「身構えた」 佐世保・小6女児同級生殺害 発生直後のクラス担当 教員と当時の児童が語る20年

事件当時や今の教育現場について語り合った栗嵜さん(左)ら=佐世保市内

 2004年に長崎県佐世保市立大久保小で起きた小6女児同級生殺害事件は、一因としてネット上でのトラブルが指摘されている。事件から20年の月日が流れ、子どもたちを取り巻く環境はどうなり、大人に求められるものはいったい何なのか-。事件があった年、児童や教員として大久保小に在籍した3人に意見を出し合ってもらった。
 参加したのは被害者と加害者の同級生、森田耕平さん(32)と、事件直後にこの学級を任された栗嵜和正さん(64)と牧島啓晃さん(42)。東京で教員をしている牧島さんはオンラインで参加した。
 牧島さんは事件が起きた6月1日、非常勤講師として別の小学校に勤務していた。加害少女らの担任が休養することになり、10日から大久保小の6年生を受け持つことに。「身構えて大久保小に行った。不安でやっていけるか心配だった」とかつての心境を吐露した。

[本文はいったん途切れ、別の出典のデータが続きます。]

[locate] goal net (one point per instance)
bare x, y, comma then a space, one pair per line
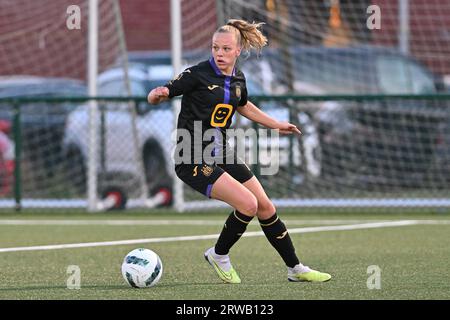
354, 152
44, 53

 栗嵜さんは大村市の県教育センターに勤務していたが、事件後、大久保小への転勤を告げられ、7月7日に赴任。担任として、牧島さんと二人三脚で子どもたちに全力で向き合った。
 世間やマスコミからの視線にさらされて学校生活に身が入らない6年生。前に進んだ転機の一つは同年10月のYOSAKOIさせぼ祭り。栗嵜さんは「何だったらこの子たちが今、本気になって取り組める目標になるだろうか」と考えていたところ、7月末、新聞でよさこいの締め切りが迫っているという記事を見た。

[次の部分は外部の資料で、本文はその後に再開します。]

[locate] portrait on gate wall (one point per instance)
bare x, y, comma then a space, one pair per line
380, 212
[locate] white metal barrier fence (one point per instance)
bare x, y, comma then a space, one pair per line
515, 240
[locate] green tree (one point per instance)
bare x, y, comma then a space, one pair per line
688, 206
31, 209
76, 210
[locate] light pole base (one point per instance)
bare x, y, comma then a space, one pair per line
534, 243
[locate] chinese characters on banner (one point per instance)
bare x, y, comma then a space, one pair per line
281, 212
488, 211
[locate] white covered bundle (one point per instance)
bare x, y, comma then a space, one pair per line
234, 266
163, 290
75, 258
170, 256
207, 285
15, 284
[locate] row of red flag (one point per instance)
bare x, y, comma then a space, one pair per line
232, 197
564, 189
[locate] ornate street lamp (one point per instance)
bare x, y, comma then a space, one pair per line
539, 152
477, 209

 「これだ!」と思い、子どもと保護者に相談して応募した。祭りでは感動賞を受賞。副賞のジャガイモは被害女児の好物だった。校内バザーで販売し、得た収益を新潟県中越地震の被災地へ送った。
 凄惨(せいさん)な事件によって苦しんだり悲しんだりした一方、前向きに学校生活を取り戻した04年から20年が経過。現在も教員として子どもたちと向き合う牧島さんと栗嵜さんは「人と人とが直接関わる大切さを伝えていきたい」と口をそろえた。

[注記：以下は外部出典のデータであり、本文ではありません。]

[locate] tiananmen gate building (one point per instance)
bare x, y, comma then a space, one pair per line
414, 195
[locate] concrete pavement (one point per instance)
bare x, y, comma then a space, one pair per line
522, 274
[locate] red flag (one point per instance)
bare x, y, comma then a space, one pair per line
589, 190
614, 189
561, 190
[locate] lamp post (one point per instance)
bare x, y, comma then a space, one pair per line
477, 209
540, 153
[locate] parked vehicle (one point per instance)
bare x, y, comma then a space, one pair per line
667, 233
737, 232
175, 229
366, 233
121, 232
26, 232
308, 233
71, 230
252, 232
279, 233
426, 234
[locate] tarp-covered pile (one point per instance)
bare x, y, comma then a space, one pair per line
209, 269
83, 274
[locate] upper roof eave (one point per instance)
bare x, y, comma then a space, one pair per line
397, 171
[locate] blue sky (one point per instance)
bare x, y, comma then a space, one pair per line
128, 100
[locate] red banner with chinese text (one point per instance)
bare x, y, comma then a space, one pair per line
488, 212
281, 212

 子育て中の森田さんは「ネットやゲームはコミュニケーションツールになっていて否定はできないが、物理的な人との関わりを家族で大事にしていきたい」と話した。
 「善悪の区別ができ、人間らしく生きようとする心が必要」と栗嵜さんは強調する。事件を振り返り、それぞれがより良い未来に向かえるよう考えている。